The discussion was allotted 30 minutes. Participants who signed up were given two minutes to speak.
Many people with children spoke of how much they valued the civic center and enjoyed the many family events and activities, particularly Skate Night, and felt it was important to keep that open without vaccine mandates for entry.
Jeff Wyman said he and his wife had been very active with the civic center, but their kids are older now, so they come less often. But his son continues to enjoy Skate Night.
“If there is a vaccination mandate in place we will simply cease going there,” Wyman said. “Frankly, I think it would be a little bit fun to ignore your mandate and just go ahead and walk on in because I guarantee you, I am bigger than anybody in this room and you won’t stop me. But I’m not going to be that guy.”
Michelle Hambly of Lakebay spoke through tears as she said, “I will not vaccinate my son because I won’t put that poison in him. He volunteers on Fridays and now Sundays. It’s his only social activity. He used all his Christmas money to get skates.”
“Children are at low risk,” she said. “I am immunocompromised on chemo. It is not their responsibility to keep me safe. We need to understand there is getting to be not a lot of places for the unvaccinated.”
Caleb Lystad of Lakebay said his family has enjoyed the civic center for years, especially Skate Night. They would like to ensure that space remains open to the public.
“The civic center needs to be kept a neutral place and not allow the sort of clear politics that are going on in King County and other parts of the state and the country to infect us here in our own little backyard.” he said. “We ask that the board take these comments into consideration along with everyone else … and do the right thing for the community and remain open for and in service of the community.”
Catrina Bliss said she and her spouse, a family practitioner in Bremerton for 10 years, along with their two children ages 11 and 7 are all happily vaccinated.
Her daughter has had pneumonia many times. She said she attended the meeting to hear what people would say because they are having a hard time joining indoor events “like these wonderful skate nights” because nobody wants to mask or vaccinate.

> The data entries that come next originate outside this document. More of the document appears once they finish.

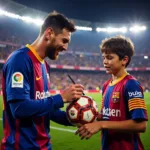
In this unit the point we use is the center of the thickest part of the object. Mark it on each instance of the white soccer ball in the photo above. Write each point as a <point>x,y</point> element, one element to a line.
<point>82,111</point>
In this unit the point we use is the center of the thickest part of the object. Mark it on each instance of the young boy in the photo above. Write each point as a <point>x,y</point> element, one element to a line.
<point>123,113</point>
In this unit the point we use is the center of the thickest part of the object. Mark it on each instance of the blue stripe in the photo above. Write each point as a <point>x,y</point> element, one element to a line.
<point>135,142</point>
<point>46,118</point>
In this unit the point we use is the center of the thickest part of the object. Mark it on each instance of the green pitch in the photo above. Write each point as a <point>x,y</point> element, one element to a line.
<point>66,140</point>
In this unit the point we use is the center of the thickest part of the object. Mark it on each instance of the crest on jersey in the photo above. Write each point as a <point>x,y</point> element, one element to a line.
<point>116,97</point>
<point>17,80</point>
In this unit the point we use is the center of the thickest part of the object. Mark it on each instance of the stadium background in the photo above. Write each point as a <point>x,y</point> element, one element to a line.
<point>82,61</point>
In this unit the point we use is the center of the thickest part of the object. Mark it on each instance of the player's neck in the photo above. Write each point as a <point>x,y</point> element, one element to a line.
<point>39,48</point>
<point>119,74</point>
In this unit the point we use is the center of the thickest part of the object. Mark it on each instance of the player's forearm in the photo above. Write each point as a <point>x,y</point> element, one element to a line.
<point>27,108</point>
<point>60,117</point>
<point>127,125</point>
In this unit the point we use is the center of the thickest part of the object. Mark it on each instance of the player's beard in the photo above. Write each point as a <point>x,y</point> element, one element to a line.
<point>51,52</point>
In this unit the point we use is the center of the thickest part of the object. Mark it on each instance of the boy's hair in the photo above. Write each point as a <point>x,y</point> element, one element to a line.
<point>119,45</point>
<point>57,22</point>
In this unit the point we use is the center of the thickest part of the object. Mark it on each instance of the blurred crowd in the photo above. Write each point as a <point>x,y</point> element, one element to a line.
<point>91,81</point>
<point>83,51</point>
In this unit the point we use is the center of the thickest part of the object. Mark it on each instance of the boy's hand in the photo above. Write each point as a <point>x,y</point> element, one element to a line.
<point>87,130</point>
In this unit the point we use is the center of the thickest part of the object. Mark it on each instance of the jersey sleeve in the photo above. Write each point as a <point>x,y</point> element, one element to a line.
<point>135,100</point>
<point>17,77</point>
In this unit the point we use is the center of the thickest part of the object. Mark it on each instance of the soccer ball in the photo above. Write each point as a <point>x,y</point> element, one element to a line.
<point>82,111</point>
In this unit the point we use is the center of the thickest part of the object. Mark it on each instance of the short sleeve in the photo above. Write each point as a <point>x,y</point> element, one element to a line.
<point>17,77</point>
<point>135,99</point>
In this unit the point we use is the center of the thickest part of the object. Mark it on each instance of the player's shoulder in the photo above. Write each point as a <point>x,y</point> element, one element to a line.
<point>18,55</point>
<point>106,83</point>
<point>132,81</point>
<point>18,58</point>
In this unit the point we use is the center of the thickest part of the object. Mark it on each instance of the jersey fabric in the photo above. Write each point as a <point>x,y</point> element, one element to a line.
<point>26,83</point>
<point>122,100</point>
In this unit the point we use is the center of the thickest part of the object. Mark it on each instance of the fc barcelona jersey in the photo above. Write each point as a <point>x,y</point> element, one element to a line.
<point>26,77</point>
<point>122,100</point>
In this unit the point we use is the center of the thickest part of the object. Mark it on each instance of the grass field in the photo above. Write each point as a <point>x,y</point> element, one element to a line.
<point>64,140</point>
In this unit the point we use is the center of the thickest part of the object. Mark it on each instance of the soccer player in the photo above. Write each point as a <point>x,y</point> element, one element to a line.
<point>123,113</point>
<point>28,106</point>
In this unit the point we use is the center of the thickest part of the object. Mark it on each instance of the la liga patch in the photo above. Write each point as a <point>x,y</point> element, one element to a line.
<point>17,80</point>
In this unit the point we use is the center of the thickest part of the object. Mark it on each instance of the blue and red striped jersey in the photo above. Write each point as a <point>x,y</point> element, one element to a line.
<point>122,100</point>
<point>26,78</point>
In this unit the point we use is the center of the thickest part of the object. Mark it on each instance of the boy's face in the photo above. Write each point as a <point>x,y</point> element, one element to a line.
<point>112,63</point>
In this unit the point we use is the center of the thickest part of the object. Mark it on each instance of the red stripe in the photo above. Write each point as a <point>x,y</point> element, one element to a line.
<point>42,137</point>
<point>17,135</point>
<point>6,129</point>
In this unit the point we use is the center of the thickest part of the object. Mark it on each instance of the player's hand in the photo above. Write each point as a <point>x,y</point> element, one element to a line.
<point>87,130</point>
<point>73,92</point>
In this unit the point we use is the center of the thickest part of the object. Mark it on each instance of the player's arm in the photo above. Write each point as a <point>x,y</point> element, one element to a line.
<point>18,95</point>
<point>60,117</point>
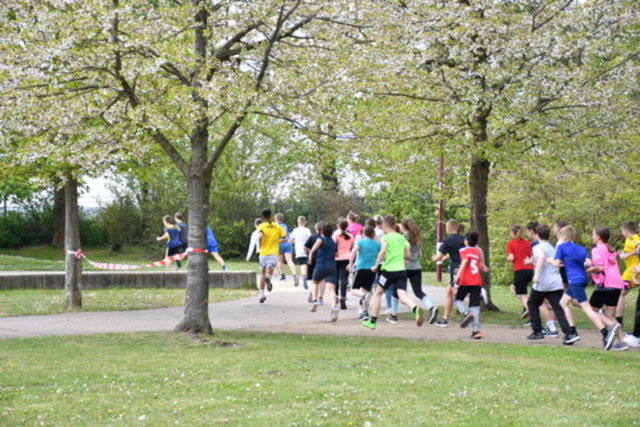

Following public comment, Davis said nothing new had changed in civic center policies during the pandemic.
Leading up to the canceled New Year’s Eve party, Davis said several people asked if they had a vaccine mandate in place for the event.
“I told them we didn’t,” Davis said. “Everyone can wear a mask but not everyone could get the vaccine.”
Davis said he brought those concerns to the executive committee, doing his due diligence as president, and after some discussion “determined it was too large an issue to tackle, just the eight or nine of us that are in that committee.” >
“We determined it was best to take it to the board for full discussion,” he said. “That was supposed to be part of the agenda for tonight.”